8.BÖLÜM

83.3K 3.3K 627
                                    

Medya:Eylül YILDIRIM

Evet üç gün üst üste bölüm serüveninin 1.gününe oşgeldiniz beya!

Tamam dövmeyin, gidiyorum...

🥀

Cem'den

"Anne, çek şu balı ağzımdan iyiyim diyorum sana." deyip yüzümü buruşturarak anneme baktım.

"Sesin de aynen öyle diyor zaten Cem bey. Ne yaptın da bu hale geldin sen! Ye şunu. Valla rahat bırakmam."

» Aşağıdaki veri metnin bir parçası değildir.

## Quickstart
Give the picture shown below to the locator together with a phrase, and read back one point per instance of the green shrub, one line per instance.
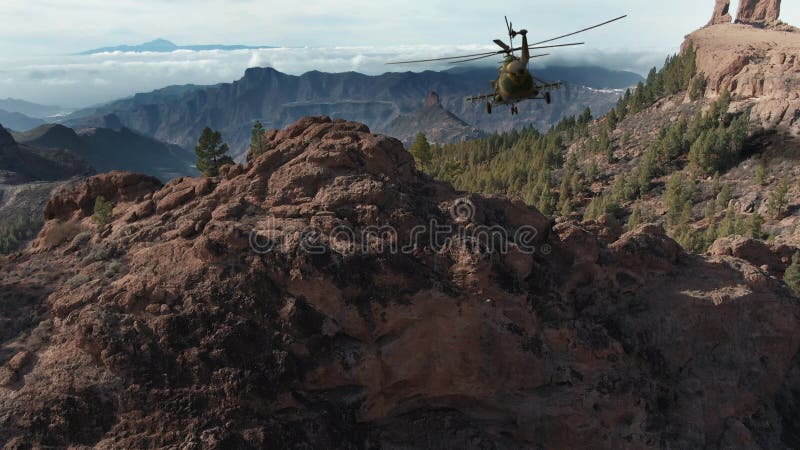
(103, 212)
(792, 274)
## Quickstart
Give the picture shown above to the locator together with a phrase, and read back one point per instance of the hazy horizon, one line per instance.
(39, 61)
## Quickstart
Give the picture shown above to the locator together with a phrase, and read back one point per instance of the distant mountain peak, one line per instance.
(432, 100)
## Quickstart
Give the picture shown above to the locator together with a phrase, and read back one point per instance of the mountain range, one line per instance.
(165, 46)
(178, 114)
(326, 293)
(108, 149)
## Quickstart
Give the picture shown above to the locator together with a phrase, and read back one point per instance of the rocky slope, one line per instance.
(109, 149)
(761, 67)
(177, 115)
(239, 312)
(439, 125)
(23, 163)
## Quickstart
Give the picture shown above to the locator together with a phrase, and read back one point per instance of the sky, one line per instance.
(39, 37)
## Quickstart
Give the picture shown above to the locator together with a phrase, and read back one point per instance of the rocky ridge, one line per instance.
(199, 318)
(760, 67)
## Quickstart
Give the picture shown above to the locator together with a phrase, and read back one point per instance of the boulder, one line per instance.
(721, 13)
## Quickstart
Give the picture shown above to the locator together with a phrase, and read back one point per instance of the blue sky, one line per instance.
(37, 37)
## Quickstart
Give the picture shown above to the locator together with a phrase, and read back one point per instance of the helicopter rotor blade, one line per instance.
(482, 57)
(581, 31)
(537, 47)
(502, 45)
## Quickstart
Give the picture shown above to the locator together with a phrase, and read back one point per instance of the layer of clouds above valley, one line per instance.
(346, 35)
(84, 80)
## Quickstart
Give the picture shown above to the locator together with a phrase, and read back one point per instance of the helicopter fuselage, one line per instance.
(515, 83)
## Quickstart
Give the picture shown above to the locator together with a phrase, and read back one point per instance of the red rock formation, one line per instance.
(235, 312)
(758, 11)
(761, 67)
(721, 13)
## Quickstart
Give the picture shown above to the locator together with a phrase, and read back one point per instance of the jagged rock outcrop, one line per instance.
(264, 308)
(772, 258)
(758, 11)
(721, 13)
(761, 67)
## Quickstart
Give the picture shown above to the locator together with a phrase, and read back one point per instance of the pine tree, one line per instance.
(778, 200)
(792, 274)
(421, 150)
(103, 211)
(258, 143)
(762, 171)
(211, 153)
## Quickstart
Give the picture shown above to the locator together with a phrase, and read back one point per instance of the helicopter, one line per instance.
(515, 83)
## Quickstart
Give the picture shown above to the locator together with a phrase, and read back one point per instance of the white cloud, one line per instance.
(332, 36)
(99, 78)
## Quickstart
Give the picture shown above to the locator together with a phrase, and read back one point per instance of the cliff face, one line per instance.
(263, 308)
(761, 67)
(759, 12)
(23, 163)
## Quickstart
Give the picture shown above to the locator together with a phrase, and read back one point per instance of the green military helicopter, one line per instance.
(515, 82)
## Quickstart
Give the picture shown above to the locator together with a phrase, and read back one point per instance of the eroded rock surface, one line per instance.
(234, 312)
(760, 67)
(721, 13)
(758, 11)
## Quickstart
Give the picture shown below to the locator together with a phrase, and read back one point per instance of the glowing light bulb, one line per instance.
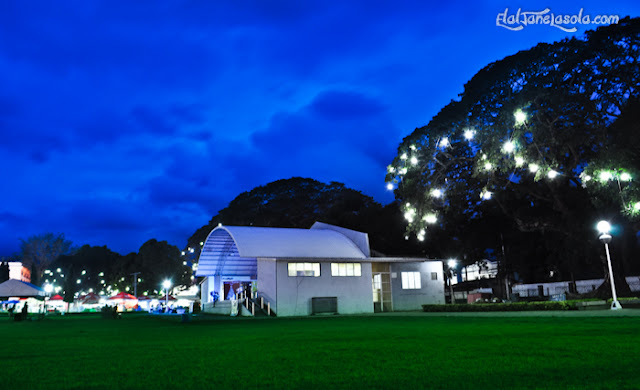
(605, 176)
(508, 147)
(603, 227)
(468, 134)
(430, 218)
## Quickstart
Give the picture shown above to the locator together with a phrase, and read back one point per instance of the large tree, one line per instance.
(546, 137)
(299, 202)
(93, 266)
(40, 250)
(155, 262)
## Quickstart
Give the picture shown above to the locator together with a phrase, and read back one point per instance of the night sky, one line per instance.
(123, 121)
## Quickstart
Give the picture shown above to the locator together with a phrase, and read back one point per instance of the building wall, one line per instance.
(267, 281)
(294, 293)
(431, 291)
(18, 272)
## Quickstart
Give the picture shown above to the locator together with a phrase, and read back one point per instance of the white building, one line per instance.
(307, 271)
(483, 269)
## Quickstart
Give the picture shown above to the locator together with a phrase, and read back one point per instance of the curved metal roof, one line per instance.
(233, 250)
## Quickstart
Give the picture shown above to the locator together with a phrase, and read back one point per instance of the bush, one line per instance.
(486, 307)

Oflayıp annemin elindeki kaşığı alıp zencefilli balı yedim. Yüzümü acıyla buruşturdum.

"Bana bak sakın maça gideyim deme. Sütümü helal etmem sana." diyerek işaret parmağını önümde salladı.

"İyiyim diyorum sana anne. Gideceğim ben o maça bir kere söz verdim ben gideceğime."

Gözlerini devirip iki elini de beline koyarak bana baktı. Tam da anne moduna bürünmüştü. "Sözmüş bak bak laflara. Allah bilir yine nerede unuttun da montunu giymedin üzerine. Evladım sen hassas bir çocuksun hemen alırsın şifayı bilmiyor musun? "

Oflayarak. Oturduğum koltuğa daha çok yayıldım. Ne yapsaydım vermeseydim de Eylül mü hasta olsaydı. Hem ne de güzel sinmişti kokusu monta. Acaba benim kokum da onun üzerine sinmiş midir?

"Ben kime diyorum ki beyefendi dalmış yine bir yerlere! Zaten ben kimim ki onu düşüneyim . Sen gel 9 ay karnında taşı yeme yedir içme içir gelsin seni üzsün. Olacak iş değil."

Gözlerim kısıp baktım ona. Ben bilmez miyim bu lafları. Yavaş yavaş girer içine tam kalbinin ortasına otururdu bu sözler. Sonra vicdan azabıyla dediğini yaptırdı. Ama bugün olmazdı. O maça gidecektim. Bir kere Eylül de gelecekti. İki arada bir derede de olsaydım gidecektim. Bir anda tüylerim ürperdi. Ben ne ara bu kadar sevmiştim onu. Her şey ona çıkıyordu, ya da ben alem edip kallem edip ona bağlıyordum.

"Anne ya bırak şunu sen." diyerek odaya sevgili abim Burak girdi. Ne de sevgili abi ama.

"Sen gidip karınla ilgilensene. Yarın bir gün fırlatı verir Ayça yengem bebeği. Şaşırmam."

Annem kulağını çekip elini dişlerine vurdu, "Allah korusun oğlum o nasıl söz."

"Bunun çocuğundan beklerim ben anne." deyip abime baktım.

"Senin çocuğunu da göreceğiz." diyerek gözlerini kısrak bana baktı.

"Ha ken-"

"Evlendin," derken abimi, "Evlenme çağındasın," deyip beni gösterdi babam "Hala çocuk gibi didişmeyin eşşek herifler."

Abimle susup birbirimize kısık gözlerle baktık. Telefonumun çalmasıyla elimi cebime attım.

Telefonu aldığımda Can'ın aradığını gördüm. Telefonu açarken koltuktan kalkıp salondan çıktım.

"Alo?"

"Sevgili hayatım neler yapıyorsunuz?"

"Ah hayatım sensiz ne yapabilirim ki?" deyip oyununa devam ettim.

"Seni o kadar özledim ki hayatım." deyip iç çekti manyak. Arkadan gelen ses ile yutkundum, "Midemi bulandırıyor sunuz ya git başka odada konuş."

"Sanane kızım kıskanma bizim dostluğumuzu." diyen Can ile  içim bir an cızlamadı değil. Can, sen bir bilsen o dostunun kimlere gönül verdiğini.